The reason for building this is simple, inspired by an excellent Longbridge community member @热血青年. The advantage of quantitative trading is to avoid those persistent pitfalls in manual trading:

1. When averaging down against the trend, always thinking "it'll bounce back if it drops just a little more," but you've already fallen into the averaging down trap, buying more as it falls further, until your account balance is devoured by the increasing position.

2. When profitable, greed for more, watching profits turn from paper gains to givebacks, or even from profit to loss.

3. The hardest to overcome is the unwillingness to stop loss, and then the price quickly rebounds after you stop out, leaving you chasing the high and getting trapped again.

4. Severe time decay of options in the late night, waking up to find them worthless.

The essence of these problems is, ultimately, emotional traps—fear, greed, wishful thinking. Each emotion can distort judgment at critical moments, making one lose rationality in market volatility. For example, buying $500 worth doesn't cause me psychological stress, and it's easy to double it. But once I increase the position size, a 30-point fluctuation makes me question my life choices and whether I'm right.

The best part of a quantitative strategy is its complete detachment from emotion. It won't average down against the trend, won't get greedy for profits, and won't harbor wishful thinking.
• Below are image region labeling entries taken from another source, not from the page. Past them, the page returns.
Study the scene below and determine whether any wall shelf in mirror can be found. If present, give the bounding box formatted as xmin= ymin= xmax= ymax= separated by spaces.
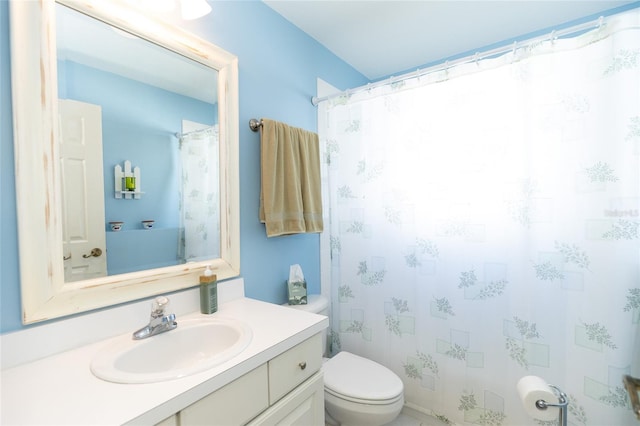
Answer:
xmin=9 ymin=0 xmax=240 ymax=324
xmin=113 ymin=160 xmax=144 ymax=200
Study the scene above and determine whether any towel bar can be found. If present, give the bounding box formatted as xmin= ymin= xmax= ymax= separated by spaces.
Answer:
xmin=249 ymin=118 xmax=262 ymax=132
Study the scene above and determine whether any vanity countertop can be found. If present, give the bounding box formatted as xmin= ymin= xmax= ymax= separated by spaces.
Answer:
xmin=0 ymin=297 xmax=328 ymax=425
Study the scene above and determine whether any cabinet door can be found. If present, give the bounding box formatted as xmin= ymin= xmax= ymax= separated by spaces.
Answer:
xmin=269 ymin=333 xmax=322 ymax=404
xmin=249 ymin=372 xmax=324 ymax=426
xmin=178 ymin=364 xmax=269 ymax=426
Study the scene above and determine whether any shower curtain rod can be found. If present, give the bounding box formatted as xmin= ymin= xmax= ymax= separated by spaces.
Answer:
xmin=311 ymin=16 xmax=604 ymax=106
xmin=173 ymin=126 xmax=213 ymax=139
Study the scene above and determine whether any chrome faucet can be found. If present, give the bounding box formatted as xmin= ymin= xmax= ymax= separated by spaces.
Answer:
xmin=133 ymin=296 xmax=178 ymax=340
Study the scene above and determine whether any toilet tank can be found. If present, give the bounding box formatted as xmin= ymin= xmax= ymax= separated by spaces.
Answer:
xmin=282 ymin=294 xmax=329 ymax=356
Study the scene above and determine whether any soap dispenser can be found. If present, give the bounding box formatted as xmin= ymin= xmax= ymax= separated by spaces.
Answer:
xmin=200 ymin=265 xmax=218 ymax=314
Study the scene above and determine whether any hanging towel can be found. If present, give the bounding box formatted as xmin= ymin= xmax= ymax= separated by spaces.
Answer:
xmin=260 ymin=119 xmax=323 ymax=237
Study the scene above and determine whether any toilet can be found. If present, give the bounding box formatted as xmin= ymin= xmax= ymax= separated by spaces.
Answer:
xmin=285 ymin=294 xmax=404 ymax=426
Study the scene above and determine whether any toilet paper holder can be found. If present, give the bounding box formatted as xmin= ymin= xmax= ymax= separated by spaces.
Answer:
xmin=536 ymin=385 xmax=569 ymax=426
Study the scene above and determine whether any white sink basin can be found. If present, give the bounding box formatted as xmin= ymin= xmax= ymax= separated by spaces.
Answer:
xmin=91 ymin=318 xmax=253 ymax=383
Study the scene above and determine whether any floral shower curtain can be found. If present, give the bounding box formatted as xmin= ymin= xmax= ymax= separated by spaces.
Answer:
xmin=178 ymin=125 xmax=220 ymax=262
xmin=318 ymin=9 xmax=640 ymax=425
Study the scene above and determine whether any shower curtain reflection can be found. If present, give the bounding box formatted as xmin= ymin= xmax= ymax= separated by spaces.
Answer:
xmin=318 ymin=9 xmax=640 ymax=425
xmin=178 ymin=125 xmax=220 ymax=262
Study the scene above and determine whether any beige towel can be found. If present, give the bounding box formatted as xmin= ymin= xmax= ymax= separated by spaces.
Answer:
xmin=260 ymin=119 xmax=322 ymax=237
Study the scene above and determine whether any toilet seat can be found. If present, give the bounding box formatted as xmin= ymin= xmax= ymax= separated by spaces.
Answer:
xmin=322 ymin=351 xmax=404 ymax=405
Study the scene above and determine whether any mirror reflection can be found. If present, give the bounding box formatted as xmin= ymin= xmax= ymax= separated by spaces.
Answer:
xmin=56 ymin=4 xmax=220 ymax=282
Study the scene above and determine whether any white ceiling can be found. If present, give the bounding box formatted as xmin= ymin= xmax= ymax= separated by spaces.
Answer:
xmin=263 ymin=0 xmax=633 ymax=81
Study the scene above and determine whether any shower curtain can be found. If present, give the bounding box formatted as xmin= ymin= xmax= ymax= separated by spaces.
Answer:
xmin=318 ymin=9 xmax=640 ymax=425
xmin=178 ymin=125 xmax=220 ymax=262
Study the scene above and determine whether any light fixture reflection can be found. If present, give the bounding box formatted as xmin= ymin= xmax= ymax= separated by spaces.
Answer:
xmin=137 ymin=0 xmax=211 ymax=20
xmin=179 ymin=0 xmax=211 ymax=20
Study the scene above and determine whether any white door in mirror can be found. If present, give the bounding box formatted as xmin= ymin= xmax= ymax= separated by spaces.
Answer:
xmin=58 ymin=99 xmax=107 ymax=282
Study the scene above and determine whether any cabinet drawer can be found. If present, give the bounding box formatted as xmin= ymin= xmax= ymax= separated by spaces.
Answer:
xmin=269 ymin=333 xmax=322 ymax=404
xmin=179 ymin=364 xmax=269 ymax=426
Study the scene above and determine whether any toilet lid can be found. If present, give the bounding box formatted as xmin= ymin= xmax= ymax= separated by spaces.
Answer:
xmin=322 ymin=351 xmax=403 ymax=401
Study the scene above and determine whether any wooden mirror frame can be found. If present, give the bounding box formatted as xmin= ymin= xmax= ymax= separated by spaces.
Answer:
xmin=9 ymin=0 xmax=240 ymax=324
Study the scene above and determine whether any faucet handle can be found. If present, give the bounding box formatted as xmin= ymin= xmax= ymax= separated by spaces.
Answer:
xmin=151 ymin=296 xmax=169 ymax=311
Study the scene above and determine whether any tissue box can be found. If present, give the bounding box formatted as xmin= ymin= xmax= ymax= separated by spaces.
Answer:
xmin=287 ymin=280 xmax=307 ymax=305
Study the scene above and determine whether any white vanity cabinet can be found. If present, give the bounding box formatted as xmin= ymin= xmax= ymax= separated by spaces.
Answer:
xmin=171 ymin=334 xmax=324 ymax=426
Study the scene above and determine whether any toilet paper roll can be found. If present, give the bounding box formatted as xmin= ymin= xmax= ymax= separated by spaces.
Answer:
xmin=517 ymin=376 xmax=560 ymax=421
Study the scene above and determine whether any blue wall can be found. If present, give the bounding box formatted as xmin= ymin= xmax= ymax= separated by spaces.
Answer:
xmin=0 ymin=0 xmax=368 ymax=333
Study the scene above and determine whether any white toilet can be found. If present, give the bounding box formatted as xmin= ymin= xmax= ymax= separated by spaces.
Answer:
xmin=286 ymin=294 xmax=404 ymax=426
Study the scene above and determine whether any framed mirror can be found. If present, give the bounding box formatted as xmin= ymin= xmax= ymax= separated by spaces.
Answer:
xmin=10 ymin=0 xmax=240 ymax=324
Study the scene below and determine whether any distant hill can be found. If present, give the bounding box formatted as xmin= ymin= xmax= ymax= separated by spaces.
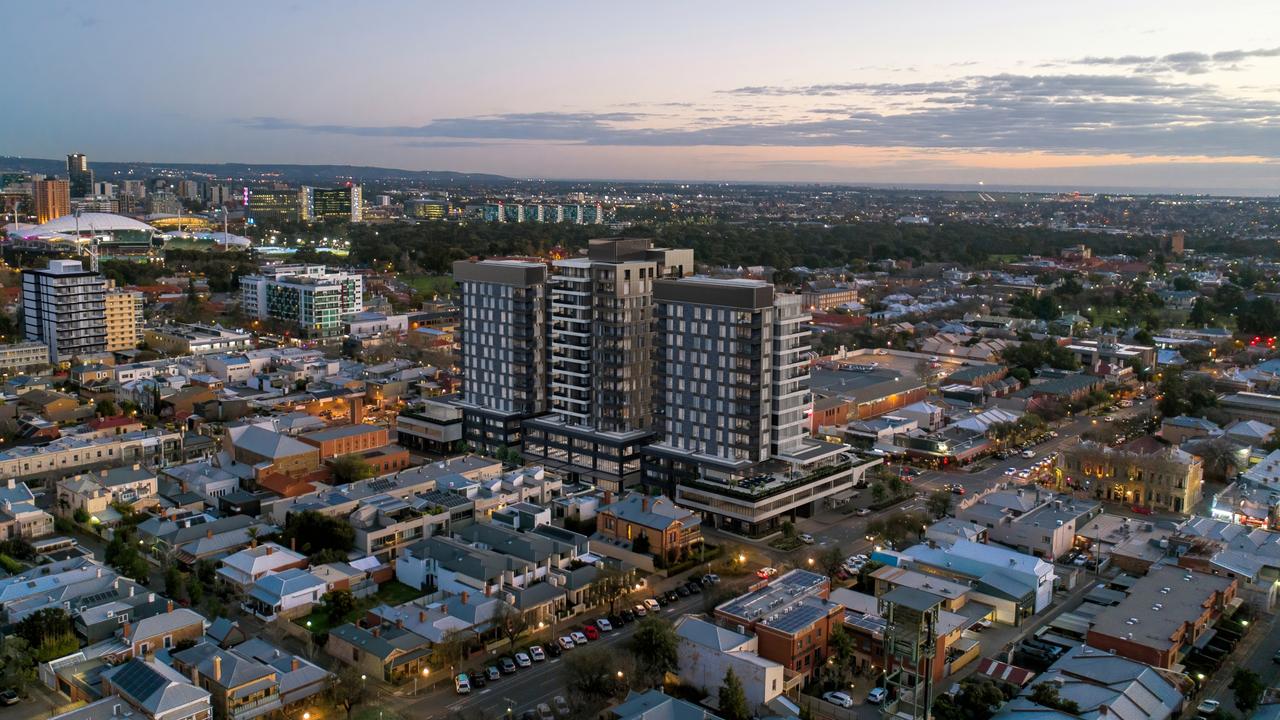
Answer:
xmin=0 ymin=155 xmax=512 ymax=187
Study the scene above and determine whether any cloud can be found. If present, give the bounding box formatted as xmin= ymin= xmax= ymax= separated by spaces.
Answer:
xmin=1066 ymin=47 xmax=1280 ymax=74
xmin=246 ymin=74 xmax=1280 ymax=159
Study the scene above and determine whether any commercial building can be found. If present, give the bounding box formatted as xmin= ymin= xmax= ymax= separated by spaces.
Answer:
xmin=22 ymin=260 xmax=106 ymax=363
xmin=298 ymin=183 xmax=364 ymax=223
xmin=1088 ymin=565 xmax=1238 ymax=670
xmin=67 ymin=152 xmax=93 ymax=197
xmin=524 ymin=237 xmax=694 ymax=492
xmin=1055 ymin=436 xmax=1204 ymax=512
xmin=143 ymin=324 xmax=253 ymax=355
xmin=31 ymin=179 xmax=72 ymax=225
xmin=102 ymin=287 xmax=142 ymax=352
xmin=0 ymin=341 xmax=49 ymax=374
xmin=714 ymin=570 xmax=845 ymax=680
xmin=241 ymin=265 xmax=365 ymax=337
xmin=453 ymin=260 xmax=548 ymax=452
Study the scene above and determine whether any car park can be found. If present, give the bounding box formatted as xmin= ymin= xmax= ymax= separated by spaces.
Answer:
xmin=822 ymin=691 xmax=854 ymax=707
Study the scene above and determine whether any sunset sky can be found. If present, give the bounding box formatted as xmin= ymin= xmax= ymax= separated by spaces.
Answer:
xmin=10 ymin=0 xmax=1280 ymax=195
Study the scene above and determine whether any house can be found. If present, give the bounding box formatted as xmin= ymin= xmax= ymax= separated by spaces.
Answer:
xmin=325 ymin=623 xmax=431 ymax=683
xmin=714 ymin=570 xmax=845 ymax=680
xmin=98 ymin=657 xmax=212 ymax=720
xmin=172 ymin=642 xmax=282 ymax=720
xmin=241 ymin=568 xmax=329 ymax=620
xmin=1087 ymin=565 xmax=1239 ymax=670
xmin=58 ymin=462 xmax=157 ymax=525
xmin=992 ymin=644 xmax=1184 ymax=720
xmin=216 ymin=542 xmax=307 ymax=592
xmin=676 ymin=615 xmax=797 ymax=708
xmin=595 ymin=492 xmax=703 ymax=561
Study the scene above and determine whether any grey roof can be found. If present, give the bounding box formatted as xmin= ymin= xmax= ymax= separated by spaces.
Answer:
xmin=102 ymin=657 xmax=209 ymax=716
xmin=676 ymin=615 xmax=751 ymax=652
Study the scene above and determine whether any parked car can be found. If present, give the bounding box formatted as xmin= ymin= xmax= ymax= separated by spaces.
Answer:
xmin=822 ymin=691 xmax=854 ymax=707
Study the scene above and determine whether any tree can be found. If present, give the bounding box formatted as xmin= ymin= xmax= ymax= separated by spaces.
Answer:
xmin=818 ymin=544 xmax=845 ymax=583
xmin=320 ymin=589 xmax=356 ymax=625
xmin=14 ymin=607 xmax=79 ymax=662
xmin=719 ymin=667 xmax=751 ymax=720
xmin=630 ymin=615 xmax=680 ymax=684
xmin=329 ymin=454 xmax=374 ymax=484
xmin=925 ymin=489 xmax=955 ymax=519
xmin=1228 ymin=667 xmax=1267 ymax=715
xmin=284 ymin=510 xmax=356 ymax=555
xmin=493 ymin=602 xmax=531 ymax=650
xmin=561 ymin=644 xmax=627 ymax=702
xmin=328 ymin=665 xmax=367 ymax=719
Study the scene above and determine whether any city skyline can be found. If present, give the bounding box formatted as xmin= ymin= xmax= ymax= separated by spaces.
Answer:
xmin=0 ymin=3 xmax=1280 ymax=193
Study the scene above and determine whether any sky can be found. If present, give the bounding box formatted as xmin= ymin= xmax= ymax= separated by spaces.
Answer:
xmin=0 ymin=0 xmax=1280 ymax=195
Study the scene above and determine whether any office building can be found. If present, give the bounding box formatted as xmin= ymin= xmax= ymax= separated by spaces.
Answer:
xmin=22 ymin=260 xmax=106 ymax=364
xmin=525 ymin=238 xmax=694 ymax=492
xmin=102 ymin=287 xmax=142 ymax=352
xmin=644 ymin=278 xmax=874 ymax=534
xmin=31 ymin=179 xmax=72 ymax=225
xmin=243 ymin=188 xmax=303 ymax=222
xmin=453 ymin=260 xmax=548 ymax=452
xmin=241 ymin=265 xmax=365 ymax=337
xmin=300 ymin=183 xmax=364 ymax=223
xmin=67 ymin=152 xmax=93 ymax=197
It only strictly executes preset rules. Of course, being quantitative doesn't guarantee profitability itself; it's just the executor. The quality of the strategy is the key to success or failure.

The core strategy of the current version is my "bullish trend reversal model" based on short-term trading experience. It captures breakout signals via 5-minute K-lines, overlays the MAS20 volume indicator, and when volume amplifies to a preset multiple, combines trend characteristics of high-point pullbacks or low-point rebounds, supplemented by MACD trend lines, to comprehensively judge entry timing.

Turning live trading experience into a quantitative strategy, letting AI generate preliminary code, the strategy layer is responsible for generating signals, the risk control module strictly manages stop-loss and take-profit, the pricing model calculates option value in real-time, and the core engine connects all modules to ensure instruction execution.

Getting the first step to run is just a good start. The strategy needs constant optimization, the system needs continuous iteration. The plan is to run two months of paper trading to tune parameters, download K-line data from the past two years for simulation backtesting, continuously optimize, and strive to switch to live quantitative trading for profit as soon as possible.